Сяо Батали был готов к тому, что Мацуоки, как и в прошлый раз, стукнет кулаком по столу, позовет Окунава и тот потащит Сяо в темный подвал. Но, к своему великому удивлению, он услышал от капитана совсем другие слова:
— Как твое здоровье, старик? Ты, говорят, был болен?
— Да, господин капитан, всего несколько дней, как я поднялся с кана, — ответил Сяо и почувствовал, как на лбу у него выступили капли холодного пота.
— Выздоравливай, ты скоро нам опять будешь нужен, — с прежним спокойствием произнес Мацуоки. — Иди!
Сяо Батали, ничего не понимая, неторопливо вышел на улицу.
Считая себя обреченным, он несколько дней не принимал никакой пищи, прося у богов легкой смерти. Потом соседи уговорили Сяо покушать, ибо человеку грех отказываться от еды, которую приносят в дом добрые люди.
Японцы, однако, больше не беспокоили старого удэге.
Он жил тихо, замкнуто, как жило при оккупантах большинство людей в селении. Когда кто-нибудь из соседей шепотом рассказывал ему разные новости, Сяо делал вид, что не слышит.
Так проходили годы: однообразно, тоскливо. Иногда было что поесть, иногда не было ничего. Сяо возделывал во дворе две грядки, сажал лук, морковь, помидоры, а когда удавалось сохранить несколько горстей бобов, засевал ими еще полгрядки. Всего этого, конечно, не хватало на зиму, но приходилось мириться, — у других было еще хуже.
В последнее время Батали все чаще и чаще думал о корнях женьшеня, оставленных им в устье родной Ваку.
Он ложился и вставал с этой мыслью.
«Да, хорошо, наверно, подросли мои корни. Каждую осень они осыпали на землю семена, и теперь уже там не семь корней, а трижды по семь. Те шестилетки стали взрослыми, дорогими, а рядом с ними выросли молодые... Какое богатство! Какое сокровище! Если даже считать, что все они вместе потянут самое малое двести лан, то сколько же серебра или золота можно за них выручить? Ведь один лан женьшеня стоит здесь три лана золота или двести лан серебра!»
Сяо Батали так и не сосчитал сколько: голова кружилась.
А годы все шли. Каждый прожитый год стоил много здоровья, много сил... Провожая каждый старый год и встречая новый, ва-панцуй всякий раз удивлялся, что боги все еще даруют ему жизнь.
Но однажды наступил день, когда он почувствовал себя таким слабым, что не мог подняться с кана.
— Спасибо, капитан, доктор мало-мало поднял Батали, — заключил он свой рассказ и протянул худую смуглую руку капитану медицинской службы.
Тот очень смутился.
— Да что вы, товарищ, ведь это мой долг...
Удэгеец встал, выпрямился и, обращаясь к командиру дивизиона, громко сказал:
— Бери панцуй, капитан.
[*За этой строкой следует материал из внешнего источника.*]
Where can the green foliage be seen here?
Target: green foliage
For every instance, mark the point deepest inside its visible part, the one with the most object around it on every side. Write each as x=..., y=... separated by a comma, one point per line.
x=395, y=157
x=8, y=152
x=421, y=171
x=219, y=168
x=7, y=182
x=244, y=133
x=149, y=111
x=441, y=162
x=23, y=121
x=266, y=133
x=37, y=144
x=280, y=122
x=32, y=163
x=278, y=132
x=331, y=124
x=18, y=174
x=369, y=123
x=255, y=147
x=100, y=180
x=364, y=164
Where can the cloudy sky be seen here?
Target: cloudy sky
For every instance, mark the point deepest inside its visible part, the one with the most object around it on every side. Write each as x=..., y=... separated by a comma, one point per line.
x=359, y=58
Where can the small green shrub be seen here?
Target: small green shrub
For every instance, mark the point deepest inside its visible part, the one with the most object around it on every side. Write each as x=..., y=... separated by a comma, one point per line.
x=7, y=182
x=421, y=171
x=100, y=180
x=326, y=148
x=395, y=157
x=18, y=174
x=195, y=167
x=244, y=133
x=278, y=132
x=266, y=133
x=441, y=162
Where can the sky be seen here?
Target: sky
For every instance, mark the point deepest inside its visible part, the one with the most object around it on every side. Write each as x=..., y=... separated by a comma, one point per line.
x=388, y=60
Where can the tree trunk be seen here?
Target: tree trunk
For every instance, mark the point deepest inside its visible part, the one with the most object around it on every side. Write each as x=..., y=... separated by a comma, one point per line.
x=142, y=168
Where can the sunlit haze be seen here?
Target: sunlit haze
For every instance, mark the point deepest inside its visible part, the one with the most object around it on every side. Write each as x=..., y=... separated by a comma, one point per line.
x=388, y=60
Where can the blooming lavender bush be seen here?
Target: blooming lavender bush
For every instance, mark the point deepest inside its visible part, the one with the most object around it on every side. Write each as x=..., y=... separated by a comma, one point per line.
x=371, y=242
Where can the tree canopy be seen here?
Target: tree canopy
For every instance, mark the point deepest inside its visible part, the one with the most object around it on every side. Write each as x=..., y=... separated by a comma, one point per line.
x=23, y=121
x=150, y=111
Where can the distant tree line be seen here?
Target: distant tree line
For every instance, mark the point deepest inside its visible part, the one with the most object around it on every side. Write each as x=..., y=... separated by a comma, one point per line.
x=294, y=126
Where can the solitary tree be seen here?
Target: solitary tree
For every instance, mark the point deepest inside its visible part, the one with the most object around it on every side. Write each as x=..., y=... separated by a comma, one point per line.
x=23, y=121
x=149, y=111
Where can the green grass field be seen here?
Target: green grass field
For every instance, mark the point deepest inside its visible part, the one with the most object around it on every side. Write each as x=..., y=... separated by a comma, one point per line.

Ваку будешь, гляди — на кедрах хао-шу-хуа есть. Его Сяо Батали топориком писал. Самое-самое устье Ваку. Много там панцуй будет... Бери, капитан!
— Устье Ваку? — Командир дивизиона достал из планшетки карту. — Вот она, Ваку.
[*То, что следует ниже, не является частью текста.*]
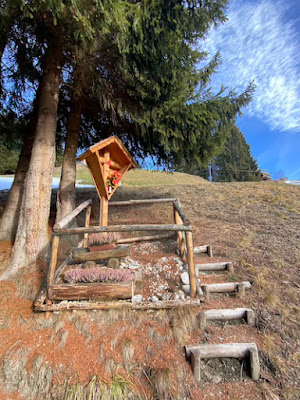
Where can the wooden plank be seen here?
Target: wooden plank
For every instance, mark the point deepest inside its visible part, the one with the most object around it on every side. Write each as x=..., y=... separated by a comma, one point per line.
x=142, y=201
x=190, y=261
x=86, y=291
x=103, y=211
x=87, y=224
x=120, y=251
x=113, y=305
x=225, y=287
x=53, y=260
x=122, y=172
x=230, y=350
x=214, y=267
x=180, y=239
x=66, y=220
x=123, y=228
x=183, y=216
x=145, y=238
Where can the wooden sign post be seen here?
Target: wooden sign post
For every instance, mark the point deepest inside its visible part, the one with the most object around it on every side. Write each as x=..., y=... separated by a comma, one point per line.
x=108, y=162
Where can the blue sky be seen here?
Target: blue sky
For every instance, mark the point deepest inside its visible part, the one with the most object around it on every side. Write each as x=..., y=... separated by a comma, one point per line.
x=261, y=42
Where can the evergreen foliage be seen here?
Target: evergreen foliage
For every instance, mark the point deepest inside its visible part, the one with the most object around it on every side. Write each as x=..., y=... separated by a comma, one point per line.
x=235, y=162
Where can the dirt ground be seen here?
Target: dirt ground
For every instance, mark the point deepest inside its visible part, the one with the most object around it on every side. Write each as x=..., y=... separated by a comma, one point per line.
x=138, y=354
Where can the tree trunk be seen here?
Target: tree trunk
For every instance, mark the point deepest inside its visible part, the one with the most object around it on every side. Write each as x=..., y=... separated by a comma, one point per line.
x=9, y=219
x=66, y=196
x=32, y=233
Сяо склонился над картой и долго разглядывал короткую извилистую линию, бегущую среди сопок и леса. Он, казалось, застыл в этой позе. И вдруг старик, неожиданно отстранившись, горько задумался. На лбу его резко собрались морщины, в глазах заблестели слезы.
— Что с вами, товарищ Сяо? — спросил командир дивизиона. — Садитесь, успокойтесь... Вы еще сами сможете пойти к устью Ваку. Вернетесь к своим сородичам, в свою родную тайгу и снова будете искать корень жизни. Теперь вам не надо будет продавать панцуй скупщикам за бесценок. Помните, вы говорили, товарищ Батали, что вернуть старому человеку молодость может только женьшень. Вот и сходите в устье Ваку, выкопайте свои корни, приготовьте лекарство, и, глядишь, через некоторое время снова станете молодым и здоровым.